Lucy Dacus and Soccer Mommy—with a matched delicate, disintegrative approach to songwriting and honeyed vocals—have already released two of 2018’s most poignant albums. Dacus uses turns-of-phrase on ‘Historian’ that flutter in liminal space (“I used to be too deep inside my head/Now I’m too far out of my skin”). There’s guitar passages that boldly speak for themselves. In all of her overwrought messaging—she sees herself as a historian masquerading as a musician—her impish delivery, as well as her technical proficiency, rise like cream.

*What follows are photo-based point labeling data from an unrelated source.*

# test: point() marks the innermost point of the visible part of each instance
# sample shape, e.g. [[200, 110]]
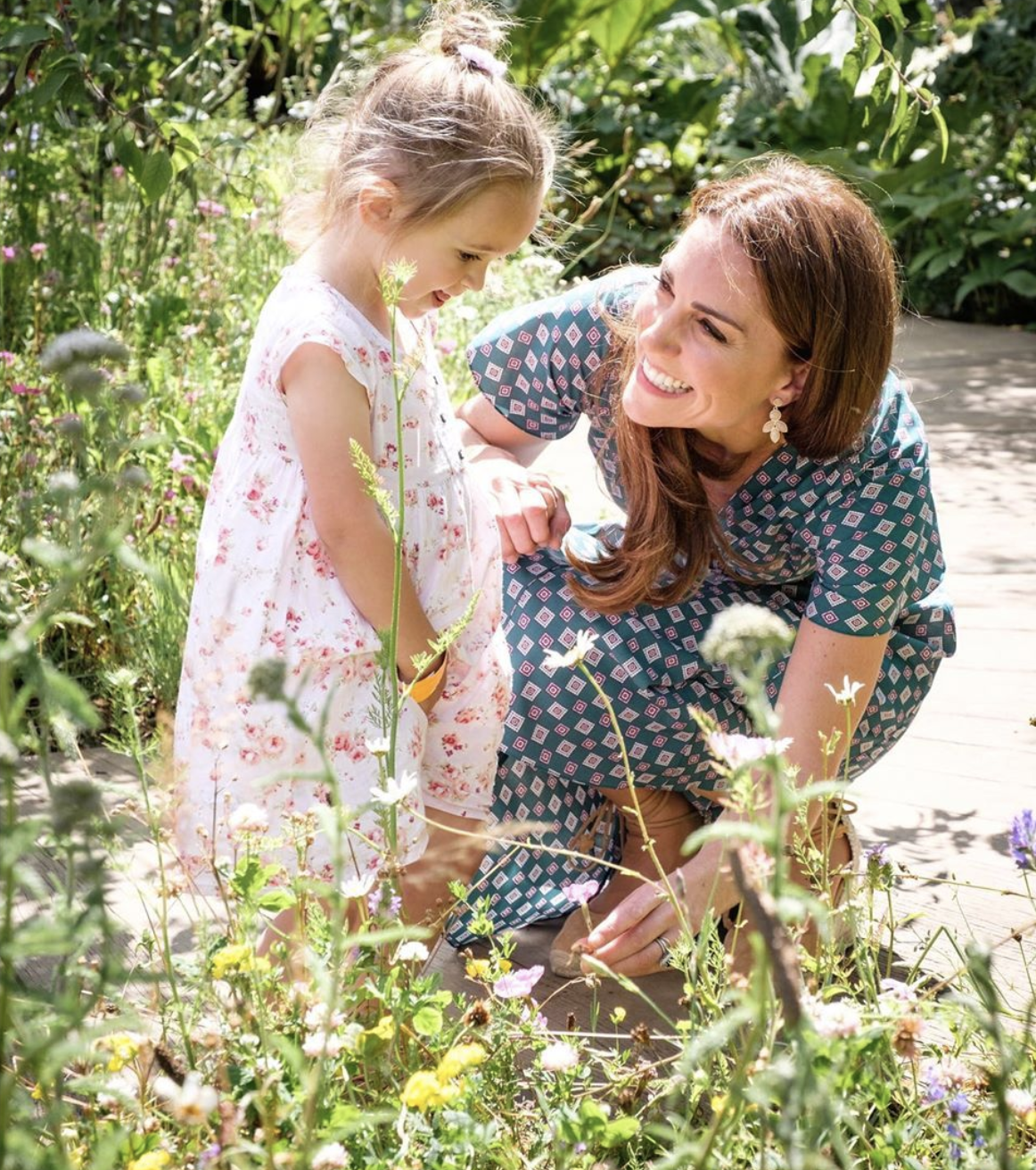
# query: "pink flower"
[[518, 985], [736, 750], [580, 892]]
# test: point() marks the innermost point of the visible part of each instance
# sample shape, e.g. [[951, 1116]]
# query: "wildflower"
[[518, 985], [385, 1028], [1024, 839], [739, 750], [333, 1156], [847, 695], [395, 790], [839, 1018], [559, 1058], [877, 867], [1022, 1105], [237, 959], [908, 1034], [248, 820], [358, 887], [584, 640], [424, 1091], [123, 1049], [81, 347], [323, 1016], [154, 1159], [580, 892], [458, 1059], [746, 636], [191, 1102], [323, 1043], [412, 952]]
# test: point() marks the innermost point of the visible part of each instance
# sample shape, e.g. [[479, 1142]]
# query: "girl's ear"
[[795, 383], [378, 205]]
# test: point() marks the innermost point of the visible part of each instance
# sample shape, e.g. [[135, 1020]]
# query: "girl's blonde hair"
[[439, 119], [826, 275]]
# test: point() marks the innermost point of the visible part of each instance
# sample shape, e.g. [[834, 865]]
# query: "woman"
[[742, 412]]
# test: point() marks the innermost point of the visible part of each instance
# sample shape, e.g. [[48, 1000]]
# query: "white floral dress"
[[265, 589]]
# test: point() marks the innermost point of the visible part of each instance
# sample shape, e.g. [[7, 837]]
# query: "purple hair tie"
[[481, 60]]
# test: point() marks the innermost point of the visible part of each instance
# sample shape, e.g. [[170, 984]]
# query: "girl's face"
[[453, 253], [708, 356]]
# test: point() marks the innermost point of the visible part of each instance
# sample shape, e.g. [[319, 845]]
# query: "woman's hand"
[[530, 510]]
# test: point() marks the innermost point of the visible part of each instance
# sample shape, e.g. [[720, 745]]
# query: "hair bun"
[[461, 22]]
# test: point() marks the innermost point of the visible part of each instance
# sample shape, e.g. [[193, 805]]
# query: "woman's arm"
[[808, 713], [530, 510], [326, 408]]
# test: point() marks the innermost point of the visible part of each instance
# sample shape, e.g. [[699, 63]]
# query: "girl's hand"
[[531, 512]]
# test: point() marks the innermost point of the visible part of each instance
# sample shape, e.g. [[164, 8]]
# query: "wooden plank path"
[[944, 797]]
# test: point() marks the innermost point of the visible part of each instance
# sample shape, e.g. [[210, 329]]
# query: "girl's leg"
[[456, 846]]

Sophie Alison, better known as Soccer Mommy, is another artist revolutionary in her own right. Her melodic lo-fi brand of indie is wrung from pop sensibilities but eschews all known parameters of how an indie act should feel. She yearns to be cool, knowing it relates to some far-flung adolescent social concept, she just wants to belong. (“I wanna know like you/I wanna be that cool.”). Self-doubt and self-loathing creep into the gorgeously tender Last Girl. (“She’s the sun in your cold world/And I am just a dying flower”). We’re all fallible. And Alison uses this emotional disintegration as a conduit for wickedly sharp, hook-encrusted, indie gems on debut ‘Clean’.

You can hear the self-awareness writ large, its inimitable. Yet—Tamko, Jordan, Duterte and Zauner, are also indefinitely fearless and ambitious. At a time where male indie bands are pastiches of a bygone NME era, these acts seem implacable. Even decent-to-good new male-fronted or lad-bands preen at decades-old influences and sound tired.

Philadelphia’s Hop Along—slated to release an album next month—play intelligent, power-pop inspired indie-rock. Inescapability is a descriptor not kindly enough for Frances Quinlan’s voice, at times it’s wrathful, in other moments it enters the uncharted territory between jubilation and anguish through it’s sheer weight.

Charly Bliss delivered one of the most instantly hooky alt-rock albums in recent memory in ‘Guppy’. A choppy pop-punk album that glistens in ‘90’s alt-rock nostalgia, it’s two young lovers lying in a field, high, picking out the constellations. Eva Hendricks is outrightly funny, too. Her bubblegum vocals and razor-sharp attitude as irrepressible as her fiery guitar licks. On break-up song Black Hole, Hendricks sings: “She’s got her toe in the cornhole/Bleeding out in a snowcone”. On DQ, she admits to laughing at her ex’s dog dying and rues that she always gets dumped on her birthday. This unwavering power in self, in recklessness, is why artists such as Hendricks are pushing buttons and boundaries.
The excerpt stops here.